I returned to the place where I had left the loaners, and found Zoe. “Sorry for leaving these here.” I nodded to the shoes.
“I survived,” she said.
“I’ll definitely join you guys after school, at least for the newspaper. And, I’m almost certain that I can join you at the mall too.”
She looked up from tying some pretty badass shit-kicker boots. “Great. The newspaper is in room two eighty-five B. I have so many ideas I want to tell you about. Send me your drawings.
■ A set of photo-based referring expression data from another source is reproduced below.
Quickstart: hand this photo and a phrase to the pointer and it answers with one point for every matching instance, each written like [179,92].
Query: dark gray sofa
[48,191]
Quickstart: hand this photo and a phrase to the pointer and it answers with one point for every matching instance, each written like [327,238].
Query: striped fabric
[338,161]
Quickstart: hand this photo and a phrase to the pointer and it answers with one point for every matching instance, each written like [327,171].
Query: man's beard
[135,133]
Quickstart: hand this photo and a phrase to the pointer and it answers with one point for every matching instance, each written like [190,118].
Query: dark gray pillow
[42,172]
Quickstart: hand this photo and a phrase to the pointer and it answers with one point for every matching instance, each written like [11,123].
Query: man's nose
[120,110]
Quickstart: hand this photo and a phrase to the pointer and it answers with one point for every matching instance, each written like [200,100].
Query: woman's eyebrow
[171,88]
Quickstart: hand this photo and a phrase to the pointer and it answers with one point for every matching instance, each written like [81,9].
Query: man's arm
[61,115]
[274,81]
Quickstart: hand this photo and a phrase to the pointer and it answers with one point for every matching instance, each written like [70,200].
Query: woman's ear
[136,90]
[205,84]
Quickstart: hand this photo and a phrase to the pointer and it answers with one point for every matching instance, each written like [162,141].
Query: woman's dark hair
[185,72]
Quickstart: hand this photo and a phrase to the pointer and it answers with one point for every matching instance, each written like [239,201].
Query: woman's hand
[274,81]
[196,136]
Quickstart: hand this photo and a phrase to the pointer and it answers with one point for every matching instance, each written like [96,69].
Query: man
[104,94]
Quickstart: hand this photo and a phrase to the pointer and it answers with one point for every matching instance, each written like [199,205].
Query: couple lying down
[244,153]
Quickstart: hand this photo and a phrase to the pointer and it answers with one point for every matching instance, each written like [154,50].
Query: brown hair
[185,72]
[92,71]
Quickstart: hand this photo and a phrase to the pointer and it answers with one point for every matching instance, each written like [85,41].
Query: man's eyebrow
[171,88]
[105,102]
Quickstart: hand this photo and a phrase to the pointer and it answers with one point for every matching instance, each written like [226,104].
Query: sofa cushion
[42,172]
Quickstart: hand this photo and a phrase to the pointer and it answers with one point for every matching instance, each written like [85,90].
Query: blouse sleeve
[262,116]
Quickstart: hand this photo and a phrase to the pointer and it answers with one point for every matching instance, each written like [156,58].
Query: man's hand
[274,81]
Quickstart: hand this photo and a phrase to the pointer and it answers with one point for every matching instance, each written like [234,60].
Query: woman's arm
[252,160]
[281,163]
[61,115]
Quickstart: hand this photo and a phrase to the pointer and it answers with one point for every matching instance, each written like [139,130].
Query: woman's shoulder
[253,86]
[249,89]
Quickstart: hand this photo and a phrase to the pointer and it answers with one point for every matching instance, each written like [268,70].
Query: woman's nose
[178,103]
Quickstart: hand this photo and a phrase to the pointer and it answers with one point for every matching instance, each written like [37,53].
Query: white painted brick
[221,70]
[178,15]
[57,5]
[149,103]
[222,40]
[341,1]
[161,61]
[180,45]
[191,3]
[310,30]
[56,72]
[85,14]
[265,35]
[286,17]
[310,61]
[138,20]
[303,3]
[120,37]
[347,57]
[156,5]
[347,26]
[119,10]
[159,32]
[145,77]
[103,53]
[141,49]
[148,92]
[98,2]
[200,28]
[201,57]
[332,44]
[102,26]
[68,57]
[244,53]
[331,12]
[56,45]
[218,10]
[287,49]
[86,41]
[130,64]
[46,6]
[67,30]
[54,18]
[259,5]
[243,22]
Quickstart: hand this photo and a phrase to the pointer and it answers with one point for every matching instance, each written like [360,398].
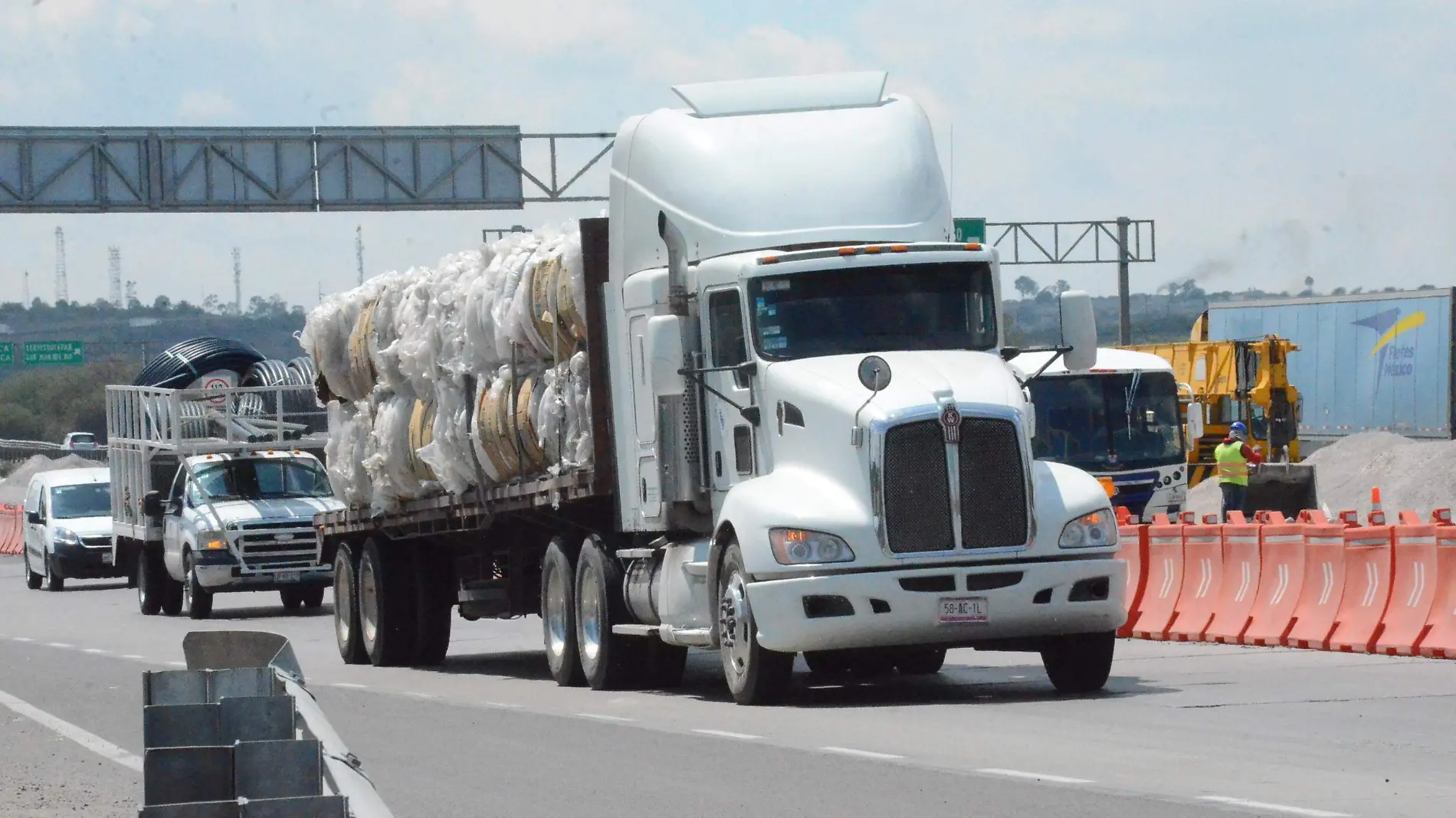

I’m sure they’re good enough, I’m just curious.”
“Will do,” I said as I picked up the strings of the nasty loaners and held them out in front of me. “These are so disgusting that I felt sorry for my socks.” I had actually thrown my socks out and was now going sock-commando in my boots.
“Yeah, foul,” Zoe said with a sympathetic grin on her face.
When I returned my shoes and retraced my steps back to the friend zone lockers, I found Culter leaning up against the wall, his attention on his phone. His friends gathered nearby, but he was clearly separate from them, doing his own thing on his phone.
Walking over, I leaned up against the wall next to him. “Hey.”